YOU JUST edited a book called Independent Politics, about the Green Party and the 2004 election. What’s the relevance of a book about a debate that took place mostly within the Green Party two years ago?
I COVER the debate in the Green Party, but also some of the other documents in the peace movement and the left generally. It’s an old debate on the American left. Since the labor movement and the Communists basically turned to the Democratic Party beginning in 1936, the idea of an independent politics or labor party, which went back to Reconstruction and the Populist Party and the Socialist Party of Debs, has been sidelined. At that time, it was an open question whether the left should go independent or inside the lesser evil. At the time, they weren’t sure which the lesser evil was–more likely the Republicans, you had progressive Republicans like Lafollette. That whole discussion was open until 1936.

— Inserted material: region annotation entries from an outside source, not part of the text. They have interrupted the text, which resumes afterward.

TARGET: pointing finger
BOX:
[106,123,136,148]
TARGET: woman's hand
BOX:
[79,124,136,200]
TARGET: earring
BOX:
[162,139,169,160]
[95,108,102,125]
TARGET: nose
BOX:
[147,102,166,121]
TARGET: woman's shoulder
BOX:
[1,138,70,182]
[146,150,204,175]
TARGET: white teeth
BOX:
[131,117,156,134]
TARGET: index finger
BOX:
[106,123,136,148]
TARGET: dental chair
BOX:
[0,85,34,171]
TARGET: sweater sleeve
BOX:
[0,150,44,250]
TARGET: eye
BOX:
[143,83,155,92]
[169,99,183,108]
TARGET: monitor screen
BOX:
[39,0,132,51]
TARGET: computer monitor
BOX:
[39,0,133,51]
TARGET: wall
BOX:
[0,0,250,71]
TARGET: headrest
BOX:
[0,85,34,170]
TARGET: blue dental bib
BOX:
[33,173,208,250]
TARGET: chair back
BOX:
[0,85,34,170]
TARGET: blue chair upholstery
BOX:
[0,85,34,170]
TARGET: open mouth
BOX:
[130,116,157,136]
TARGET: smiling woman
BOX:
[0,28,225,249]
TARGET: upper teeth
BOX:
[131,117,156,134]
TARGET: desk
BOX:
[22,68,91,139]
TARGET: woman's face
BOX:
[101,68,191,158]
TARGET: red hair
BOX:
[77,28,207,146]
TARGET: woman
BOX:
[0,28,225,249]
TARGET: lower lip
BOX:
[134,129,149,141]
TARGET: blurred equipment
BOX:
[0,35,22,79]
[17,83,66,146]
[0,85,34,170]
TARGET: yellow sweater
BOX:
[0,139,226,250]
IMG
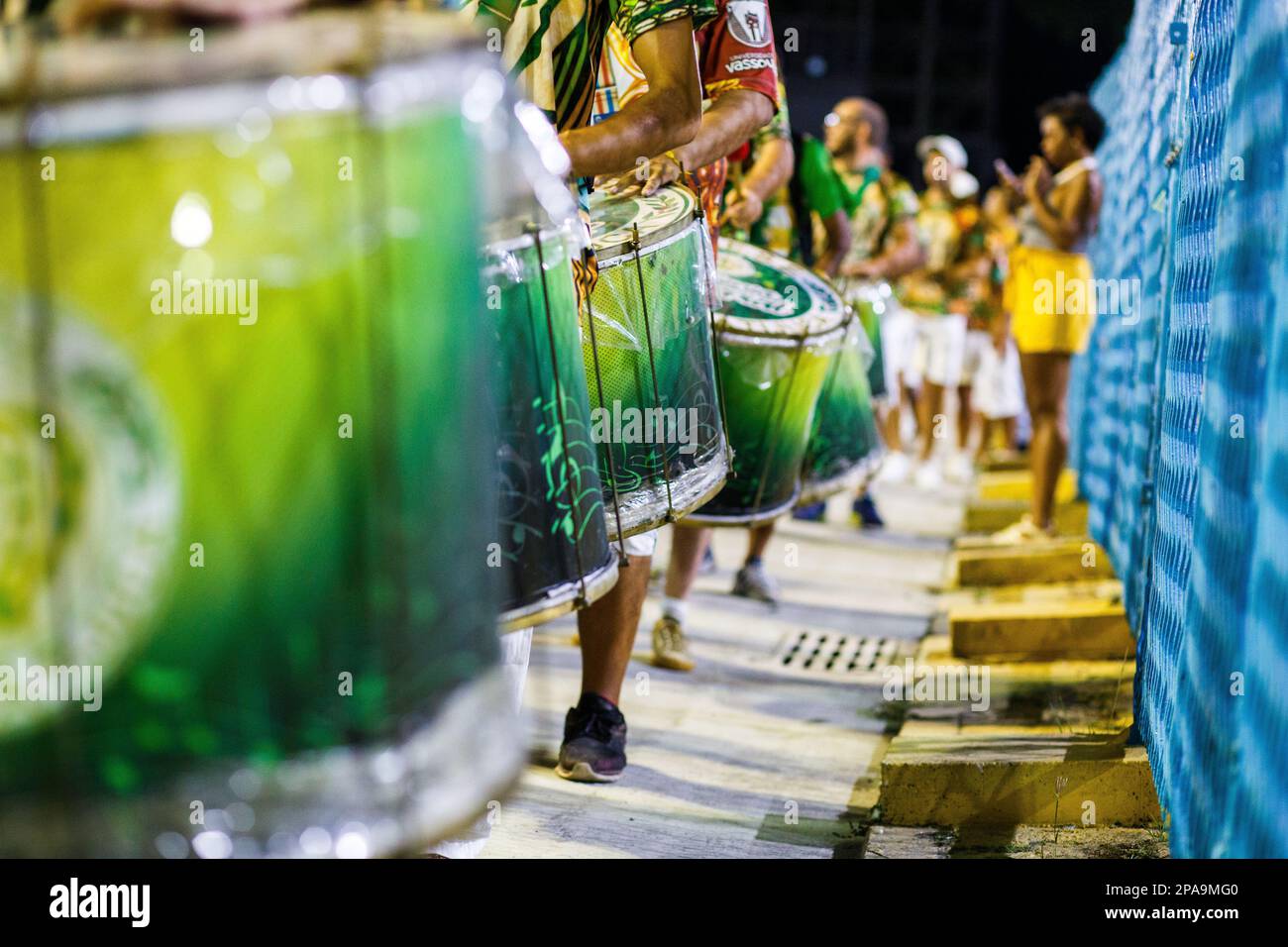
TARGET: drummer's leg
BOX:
[577,556,653,704]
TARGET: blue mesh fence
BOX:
[1070,0,1288,857]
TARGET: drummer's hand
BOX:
[841,261,883,279]
[49,0,309,34]
[720,189,765,231]
[1024,155,1051,201]
[599,155,684,197]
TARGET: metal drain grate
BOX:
[776,631,915,676]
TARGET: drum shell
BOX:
[484,231,617,630]
[583,220,728,539]
[0,22,522,854]
[800,314,881,502]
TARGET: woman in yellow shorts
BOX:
[997,93,1105,543]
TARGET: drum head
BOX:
[590,184,698,262]
[716,237,846,339]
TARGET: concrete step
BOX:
[948,536,1115,586]
[948,598,1134,661]
[880,720,1160,826]
[962,500,1087,536]
[975,471,1078,502]
[863,813,1168,860]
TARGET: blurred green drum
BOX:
[0,12,524,857]
[483,227,617,630]
[690,239,847,526]
[583,184,728,539]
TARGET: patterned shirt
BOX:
[464,0,716,132]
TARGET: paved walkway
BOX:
[483,487,965,858]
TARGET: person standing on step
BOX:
[996,93,1105,543]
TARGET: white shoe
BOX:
[877,451,912,483]
[944,454,975,483]
[912,460,944,489]
[992,513,1055,546]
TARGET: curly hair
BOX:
[1038,91,1105,150]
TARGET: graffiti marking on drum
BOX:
[717,273,800,317]
[0,305,180,732]
[590,401,700,454]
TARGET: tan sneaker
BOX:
[653,614,697,672]
[991,513,1055,546]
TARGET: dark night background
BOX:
[769,0,1132,189]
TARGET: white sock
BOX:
[662,595,690,625]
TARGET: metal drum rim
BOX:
[716,237,851,340]
[591,184,702,263]
[0,10,490,149]
[497,544,618,634]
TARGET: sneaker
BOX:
[793,502,827,523]
[877,451,912,483]
[698,543,716,576]
[555,693,626,783]
[733,562,778,605]
[912,460,944,489]
[850,493,885,530]
[653,614,695,672]
[991,513,1055,546]
[944,454,975,483]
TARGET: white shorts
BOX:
[622,530,658,556]
[881,299,921,394]
[914,312,966,388]
[973,339,1024,421]
[960,329,993,385]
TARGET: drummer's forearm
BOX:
[738,138,796,201]
[559,93,700,177]
[675,89,774,176]
[559,17,702,177]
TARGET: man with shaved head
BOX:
[799,97,923,526]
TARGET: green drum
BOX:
[583,185,728,539]
[846,279,893,398]
[0,12,524,858]
[800,313,881,504]
[690,239,849,517]
[483,219,617,630]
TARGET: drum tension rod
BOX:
[630,224,679,523]
[583,250,631,567]
[523,222,590,608]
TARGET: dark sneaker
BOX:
[851,493,885,530]
[698,543,716,576]
[793,502,827,523]
[733,562,778,605]
[555,693,626,783]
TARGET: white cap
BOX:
[917,136,969,168]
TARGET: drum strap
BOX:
[579,274,630,566]
[631,224,677,523]
[751,333,808,515]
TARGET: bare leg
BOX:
[747,519,776,562]
[577,556,653,704]
[957,385,983,454]
[1020,352,1069,530]
[666,524,711,599]
[917,381,944,462]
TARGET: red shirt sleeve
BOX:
[698,0,778,108]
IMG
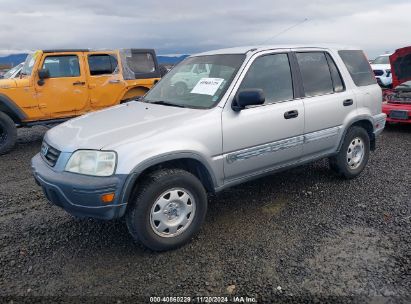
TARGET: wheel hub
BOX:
[347,137,364,169]
[150,188,196,237]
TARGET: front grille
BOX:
[40,141,61,167]
[374,70,384,76]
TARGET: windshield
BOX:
[372,56,390,64]
[3,63,23,78]
[142,54,245,109]
[21,51,40,76]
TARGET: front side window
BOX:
[3,63,22,78]
[338,50,377,87]
[142,54,245,109]
[296,52,334,97]
[88,54,118,76]
[43,55,80,78]
[21,51,41,76]
[239,54,294,103]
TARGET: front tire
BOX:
[126,169,207,251]
[329,126,370,179]
[0,112,17,155]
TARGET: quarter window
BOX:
[296,52,334,96]
[239,54,294,103]
[325,53,345,93]
[338,50,377,87]
[43,55,80,78]
[126,53,156,74]
[88,54,118,76]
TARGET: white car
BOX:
[371,54,392,87]
[171,64,210,96]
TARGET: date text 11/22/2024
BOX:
[150,296,257,303]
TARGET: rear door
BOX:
[35,52,88,118]
[222,52,304,181]
[86,52,127,110]
[295,50,357,159]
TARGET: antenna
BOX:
[260,18,308,44]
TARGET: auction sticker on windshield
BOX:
[190,78,224,96]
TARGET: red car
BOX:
[382,46,411,124]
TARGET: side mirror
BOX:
[231,89,265,112]
[37,69,50,86]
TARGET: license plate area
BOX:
[390,110,408,119]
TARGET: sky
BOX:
[0,0,411,58]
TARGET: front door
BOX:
[87,52,127,109]
[35,53,88,118]
[222,53,304,182]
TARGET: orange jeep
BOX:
[0,49,160,155]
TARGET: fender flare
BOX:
[121,152,217,203]
[336,115,375,153]
[0,94,27,123]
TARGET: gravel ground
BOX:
[0,126,411,303]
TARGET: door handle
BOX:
[284,110,298,119]
[343,99,354,107]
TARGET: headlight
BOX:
[66,150,117,176]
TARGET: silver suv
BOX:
[32,46,386,251]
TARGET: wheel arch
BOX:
[123,152,217,209]
[337,116,375,152]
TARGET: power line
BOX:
[260,18,308,44]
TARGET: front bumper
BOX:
[31,154,127,220]
[382,103,411,124]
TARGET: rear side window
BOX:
[88,54,117,76]
[43,55,80,78]
[296,52,334,96]
[338,50,376,87]
[126,53,156,74]
[240,54,294,103]
[325,53,345,93]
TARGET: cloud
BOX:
[0,0,411,56]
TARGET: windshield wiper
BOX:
[146,100,185,108]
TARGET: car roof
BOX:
[193,44,361,56]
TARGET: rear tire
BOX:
[329,126,370,179]
[126,169,207,251]
[0,112,17,155]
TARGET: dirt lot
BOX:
[0,126,411,303]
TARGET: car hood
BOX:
[45,101,214,152]
[390,46,411,88]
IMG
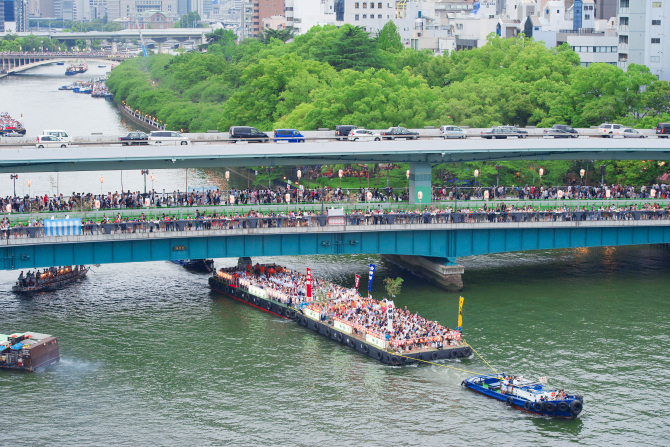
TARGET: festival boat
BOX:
[0,332,60,372]
[12,265,90,293]
[65,62,88,76]
[461,374,584,419]
[170,259,214,273]
[209,265,472,365]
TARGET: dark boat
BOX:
[12,265,90,293]
[171,259,214,273]
[461,374,584,419]
[209,264,472,365]
[0,332,60,372]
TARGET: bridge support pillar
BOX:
[384,255,465,292]
[409,163,433,205]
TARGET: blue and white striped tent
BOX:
[44,219,81,236]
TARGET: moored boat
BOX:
[0,332,60,372]
[12,265,90,293]
[171,259,214,273]
[462,374,584,419]
[209,265,472,365]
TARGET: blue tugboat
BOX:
[461,374,584,419]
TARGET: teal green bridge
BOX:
[0,215,670,270]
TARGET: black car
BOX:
[552,124,579,138]
[335,124,358,140]
[230,126,270,143]
[656,123,670,138]
[381,127,419,140]
[119,131,149,146]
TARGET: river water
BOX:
[0,67,670,446]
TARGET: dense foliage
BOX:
[107,22,670,185]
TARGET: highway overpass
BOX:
[0,137,670,204]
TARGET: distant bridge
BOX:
[0,52,134,74]
[0,215,670,270]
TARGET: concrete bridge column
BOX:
[409,163,433,205]
[384,255,465,292]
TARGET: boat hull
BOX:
[209,277,472,365]
[462,376,582,419]
[12,267,90,293]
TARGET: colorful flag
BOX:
[368,264,375,293]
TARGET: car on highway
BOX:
[348,128,382,141]
[35,135,70,149]
[480,126,528,140]
[598,123,626,138]
[440,126,468,140]
[380,127,419,140]
[147,130,189,146]
[335,124,358,140]
[275,129,305,143]
[42,130,72,143]
[656,123,670,138]
[552,124,579,138]
[542,129,574,138]
[119,130,149,146]
[229,126,270,143]
[616,127,647,138]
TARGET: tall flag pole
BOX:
[368,264,375,298]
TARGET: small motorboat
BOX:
[461,374,584,419]
[170,259,214,273]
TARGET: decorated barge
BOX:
[0,332,60,372]
[209,269,472,365]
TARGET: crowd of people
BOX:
[0,112,23,130]
[218,264,461,352]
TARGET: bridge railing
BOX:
[0,210,670,243]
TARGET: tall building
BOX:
[251,0,284,36]
[617,0,670,81]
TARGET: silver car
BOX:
[440,126,468,140]
[616,127,647,138]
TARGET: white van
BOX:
[148,130,188,146]
[42,130,72,143]
[36,135,70,149]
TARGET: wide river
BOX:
[0,66,670,446]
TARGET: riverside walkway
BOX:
[0,207,670,270]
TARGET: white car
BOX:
[38,130,72,143]
[148,130,188,146]
[348,129,382,141]
[36,135,70,149]
[616,127,647,138]
[598,123,626,138]
[440,126,468,140]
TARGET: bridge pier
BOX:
[384,255,465,292]
[409,163,433,205]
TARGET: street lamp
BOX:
[27,179,33,226]
[9,174,19,197]
[142,169,149,197]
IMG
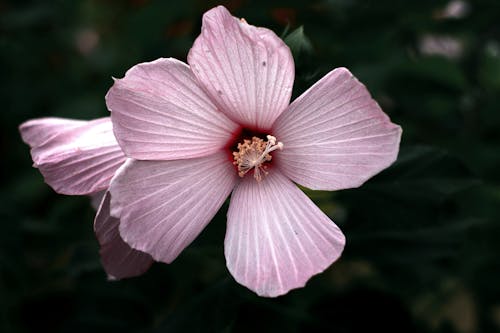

Until the Green Party, we haven’t had an opening outside the Democrats since. There were early efforts like the Peace and Freedom Party in 1968, the People’s Party in the early 1970s, and then the Greens starting in 1984. I see them as an expression in the political arena of the social movements that came out of the 1960s. It’s a New Left type of formation. So I think this isn’t a debate that just happened in the Green Party in 2004–it’s a perennial debate in American politics. It’s a debate we’ll return to in 2008, and we’re hearing about in 2006. There are a lot of people on the left saying, "If we could only a elect a Democratic Congress, everything will change." Of course, not much will change. It will be a little different, but not fundamentally. The issues we’re talking about: ending the Iraq war, national health care, a serious energy policy–those issues won’t be on the agenda just because the Democrats win Congress.